[I]
Your husband told you if you killed yourself he wouldn’t be sad, but relieved. I had to run it back. Why did I know what that felt like, Nina? How could I know you like myself? I called B for the first time in years and told him what your husband said, how it might have been B’s own mouth. He avoided the question, and wished me all the best. I wrote an essay about the time I was in the psych ward and never mentioned all the foul little pieces that fell across his lips. He grabbed the telephone from my hands and said my mom was crazy. That I was too when I told him I'd called her in the middle of the night. No one believed I'd spoken to her. I don't want to be misunderstood either, of course. I walked away and he followed me, “You probably charmed the EMTs like you do everyone,” like it was a crime, like I had known they were coming and made tea. We were engaged once, me and him. We got divorced, and then moved in together four years later. On the phone he said I was going to have to be in the same room with him sooner or later, and I’d have to manage not to punch him. I don’t make promises I can’t keep.
[II]
Tell me more about freedom, my queen. “No fear”? Who lets me live like that but me?
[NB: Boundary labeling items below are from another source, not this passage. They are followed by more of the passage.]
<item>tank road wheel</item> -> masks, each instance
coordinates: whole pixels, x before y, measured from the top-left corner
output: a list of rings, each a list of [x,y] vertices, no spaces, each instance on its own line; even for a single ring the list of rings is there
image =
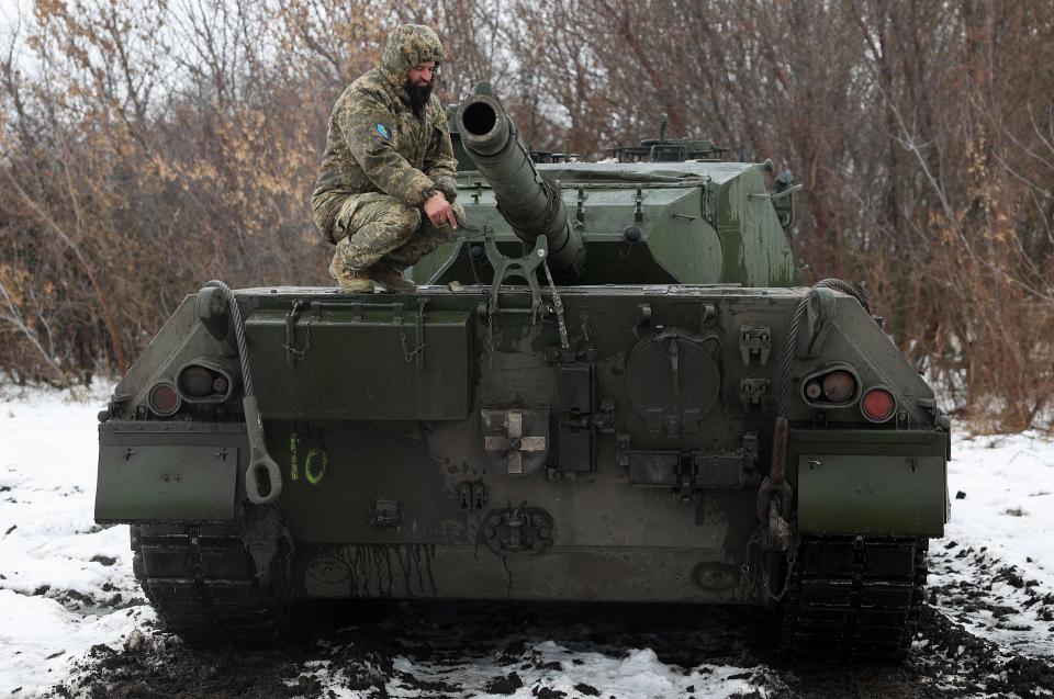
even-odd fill
[[[195,646],[276,641],[283,605],[236,527],[133,525],[131,534],[132,570],[169,631]]]
[[[777,608],[780,653],[900,659],[922,613],[928,545],[805,538]]]

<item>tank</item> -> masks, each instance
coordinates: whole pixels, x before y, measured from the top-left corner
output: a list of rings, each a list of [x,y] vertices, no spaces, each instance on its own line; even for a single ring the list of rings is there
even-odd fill
[[[950,421],[857,289],[799,285],[793,178],[664,133],[540,156],[486,86],[450,120],[468,221],[416,293],[210,282],[100,413],[96,519],[131,525],[169,629],[679,602],[765,609],[787,654],[902,654]]]

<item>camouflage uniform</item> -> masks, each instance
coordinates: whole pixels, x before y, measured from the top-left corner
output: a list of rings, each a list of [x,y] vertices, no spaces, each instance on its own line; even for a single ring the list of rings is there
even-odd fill
[[[446,114],[433,94],[418,117],[406,92],[407,70],[444,58],[427,26],[404,24],[389,36],[381,65],[352,82],[329,115],[326,150],[311,198],[315,225],[337,246],[330,273],[402,272],[450,239],[422,204],[442,192],[455,204],[458,162]]]

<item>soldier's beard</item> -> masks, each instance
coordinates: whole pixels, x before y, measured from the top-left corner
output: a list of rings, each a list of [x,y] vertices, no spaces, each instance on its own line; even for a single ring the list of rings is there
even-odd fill
[[[406,94],[410,95],[410,109],[414,110],[414,114],[418,117],[425,115],[425,104],[428,104],[428,98],[431,97],[431,83],[424,87],[418,87],[410,81],[410,78],[406,78]]]

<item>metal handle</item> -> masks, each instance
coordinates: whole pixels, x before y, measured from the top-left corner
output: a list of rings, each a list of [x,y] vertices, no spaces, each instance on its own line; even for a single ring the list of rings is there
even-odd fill
[[[254,505],[270,505],[282,494],[282,473],[267,453],[264,422],[260,420],[256,396],[246,396],[242,405],[245,407],[245,428],[249,437],[249,467],[245,471],[245,494]],[[260,492],[260,483],[265,477],[270,486],[267,494]]]

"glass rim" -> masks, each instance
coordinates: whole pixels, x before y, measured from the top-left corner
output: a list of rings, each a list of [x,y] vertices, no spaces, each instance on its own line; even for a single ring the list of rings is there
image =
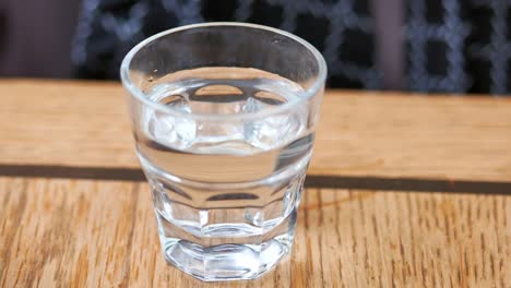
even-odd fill
[[[304,92],[300,92],[301,97],[296,97],[290,101],[287,101],[283,105],[280,106],[274,106],[274,107],[268,107],[264,109],[261,109],[260,111],[255,112],[247,112],[247,113],[226,113],[226,115],[217,115],[217,113],[187,113],[185,111],[180,111],[177,109],[173,109],[166,105],[163,105],[157,101],[151,100],[145,93],[143,93],[136,85],[134,85],[131,82],[130,75],[129,75],[129,70],[130,70],[130,64],[131,61],[133,60],[133,57],[141,50],[143,49],[147,44],[155,41],[166,35],[176,33],[176,32],[181,32],[181,31],[187,31],[187,29],[193,29],[193,28],[202,28],[202,27],[216,27],[216,26],[238,26],[238,27],[246,27],[246,28],[253,28],[253,29],[263,29],[263,31],[269,31],[275,34],[278,34],[281,36],[285,36],[287,38],[290,38],[292,40],[296,41],[299,45],[302,45],[305,48],[307,48],[312,56],[314,57],[317,63],[318,63],[318,76],[314,80],[313,84],[305,89]],[[194,118],[194,119],[204,119],[204,120],[245,120],[245,119],[255,119],[255,118],[262,118],[271,115],[277,115],[281,112],[284,112],[286,110],[290,110],[294,107],[307,101],[310,99],[312,96],[314,96],[324,85],[324,81],[326,80],[326,63],[324,61],[323,56],[313,47],[310,43],[306,41],[305,39],[273,27],[264,26],[264,25],[259,25],[259,24],[251,24],[251,23],[241,23],[241,22],[206,22],[206,23],[199,23],[199,24],[191,24],[191,25],[183,25],[179,27],[175,27],[171,29],[167,29],[161,33],[157,33],[143,41],[135,45],[123,58],[121,67],[120,67],[120,77],[122,85],[124,88],[136,99],[139,99],[142,104],[150,106],[151,108],[168,113],[168,115],[175,115],[179,117],[186,117],[186,118]]]

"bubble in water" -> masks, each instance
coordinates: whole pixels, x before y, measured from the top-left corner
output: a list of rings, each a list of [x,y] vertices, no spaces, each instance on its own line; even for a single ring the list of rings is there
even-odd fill
[[[190,105],[182,95],[170,95],[161,101],[176,110],[191,113]],[[192,145],[195,139],[197,124],[187,117],[153,111],[148,121],[148,130],[154,141],[169,147],[185,149]]]

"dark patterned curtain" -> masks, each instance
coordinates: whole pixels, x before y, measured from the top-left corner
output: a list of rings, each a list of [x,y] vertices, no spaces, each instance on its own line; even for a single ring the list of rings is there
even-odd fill
[[[79,77],[117,79],[129,49],[157,32],[238,21],[310,41],[326,59],[331,87],[383,88],[371,9],[378,0],[83,1],[72,51]],[[406,88],[511,92],[511,0],[405,0],[402,5],[405,21],[395,33],[404,35]]]

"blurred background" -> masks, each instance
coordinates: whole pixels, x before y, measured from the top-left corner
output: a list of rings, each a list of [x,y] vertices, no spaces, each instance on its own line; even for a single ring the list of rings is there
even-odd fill
[[[511,92],[510,0],[1,0],[0,76],[116,80],[136,43],[211,21],[309,40],[331,87]]]

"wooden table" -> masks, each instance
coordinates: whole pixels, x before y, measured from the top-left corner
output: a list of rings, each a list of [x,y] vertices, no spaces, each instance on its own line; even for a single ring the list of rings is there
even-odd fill
[[[0,81],[0,287],[511,287],[511,99],[331,91],[294,252],[206,285],[159,253],[115,83]]]

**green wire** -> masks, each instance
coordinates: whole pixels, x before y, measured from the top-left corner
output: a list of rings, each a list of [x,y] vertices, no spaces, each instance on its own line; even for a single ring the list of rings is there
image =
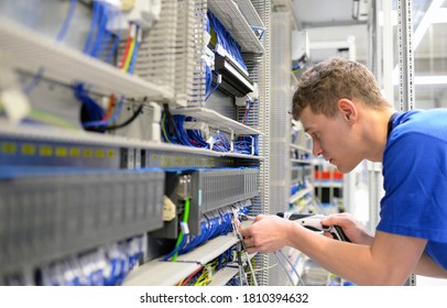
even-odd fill
[[[185,200],[185,210],[183,212],[183,222],[188,223],[188,219],[189,219],[189,199],[186,199]],[[178,248],[178,245],[182,243],[183,237],[184,237],[183,229],[181,229],[181,232],[177,238],[177,242],[175,243],[175,248]],[[172,261],[174,261],[174,262],[177,261],[177,256],[178,256],[178,252],[176,252],[173,255]]]
[[[64,129],[79,130],[79,128],[73,125],[72,123],[69,123],[61,118],[54,117],[50,113],[45,113],[45,112],[42,112],[42,111],[39,111],[35,109],[31,110],[30,119],[33,119],[33,120],[36,120],[36,121],[40,121],[43,123],[47,123],[47,124],[53,124],[53,125],[64,128]]]

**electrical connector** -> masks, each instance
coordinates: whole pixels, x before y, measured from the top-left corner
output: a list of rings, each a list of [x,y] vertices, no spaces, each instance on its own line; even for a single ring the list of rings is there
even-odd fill
[[[174,202],[166,196],[163,196],[163,221],[173,220],[176,216],[176,211]]]
[[[137,23],[142,29],[150,29],[159,20],[162,11],[161,0],[124,0],[121,1],[122,15],[111,20],[107,30],[112,33],[123,34],[130,23]]]
[[[177,198],[181,200],[189,199],[193,196],[190,175],[179,177],[177,186]]]

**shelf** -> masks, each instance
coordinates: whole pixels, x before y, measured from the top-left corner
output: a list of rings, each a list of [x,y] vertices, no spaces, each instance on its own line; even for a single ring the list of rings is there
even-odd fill
[[[232,233],[209,240],[192,252],[179,255],[177,262],[153,260],[137,267],[126,278],[124,286],[173,286],[201,265],[219,256],[238,242]],[[163,275],[160,275],[163,273]]]
[[[313,164],[312,161],[307,161],[307,160],[295,160],[295,158],[292,158],[291,162],[292,162],[292,163],[298,163],[298,164],[307,164],[307,165],[312,165],[312,164]]]
[[[208,148],[176,145],[170,143],[142,141],[139,139],[124,138],[119,135],[108,135],[101,133],[86,132],[86,131],[75,131],[65,130],[59,128],[51,127],[39,127],[32,124],[23,125],[12,125],[7,121],[0,120],[0,138],[12,139],[12,140],[34,140],[41,142],[59,142],[59,143],[70,143],[70,144],[88,144],[98,146],[116,146],[116,147],[137,147],[146,150],[156,150],[160,152],[170,153],[184,153],[184,154],[196,154],[206,155],[211,157],[236,157],[236,158],[247,158],[262,161],[263,157],[238,154],[238,153],[222,153],[210,151]]]
[[[264,47],[233,1],[209,0],[208,9],[242,48],[242,53],[263,54]]]
[[[239,10],[242,11],[247,22],[250,25],[264,28],[264,24],[262,23],[257,9],[254,9],[250,0],[237,0],[236,2],[238,3]]]
[[[320,180],[315,180],[314,182],[315,188],[323,187],[323,188],[342,188],[344,183],[342,182],[320,182]]]
[[[206,264],[209,261],[218,257],[221,253],[235,245],[237,242],[238,240],[232,234],[232,232],[228,233],[228,235],[217,237],[212,240],[209,240],[206,244],[193,250],[192,252],[179,255],[177,257],[177,261]]]
[[[102,95],[115,92],[150,100],[174,100],[174,94],[160,85],[123,73],[4,18],[0,18],[0,63],[7,67],[13,64],[14,68],[31,74],[44,68],[45,77],[67,85],[86,82]]]
[[[235,267],[224,267],[215,273],[209,286],[225,286],[232,277],[238,274],[239,270]]]
[[[123,286],[174,286],[200,268],[197,263],[151,261],[129,273]]]
[[[312,150],[310,150],[310,148],[304,147],[304,146],[302,146],[302,145],[297,145],[297,144],[291,143],[291,147],[312,154]]]
[[[296,202],[297,200],[302,199],[304,196],[307,194],[312,194],[313,188],[304,188],[302,190],[298,190],[295,195],[291,197],[291,204]]]
[[[220,131],[231,133],[236,135],[263,135],[262,132],[254,130],[250,127],[247,127],[238,121],[229,119],[221,116],[217,111],[207,108],[193,107],[193,108],[177,108],[171,111],[172,114],[184,114],[193,117],[197,120],[206,122],[209,127],[218,129]]]

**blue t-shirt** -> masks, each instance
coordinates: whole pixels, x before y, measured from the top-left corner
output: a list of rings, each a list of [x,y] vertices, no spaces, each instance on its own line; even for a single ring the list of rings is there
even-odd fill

I think about what it means to be an artist who reflects the times. I wish I had language for Lithium’s slurry trudge across my brain. I wish I had an entire lexicon for biting my fists into apologies for him. I wish there was a diagnosis for the way I had to stay offline all day because I kept thinking the dead black boy was my brother. My mom told me not to sing when I was a child because I couldn’t stay on key. I wish that was my language, but most times I sing in public my voice cracks and thousands of jumping spiders fall out. When I’m alone, and it’s July and the windows are open, you know how I feel. It’s like emptying the marrow from your own bones, letting them wish you dead, instead of better, instead of free.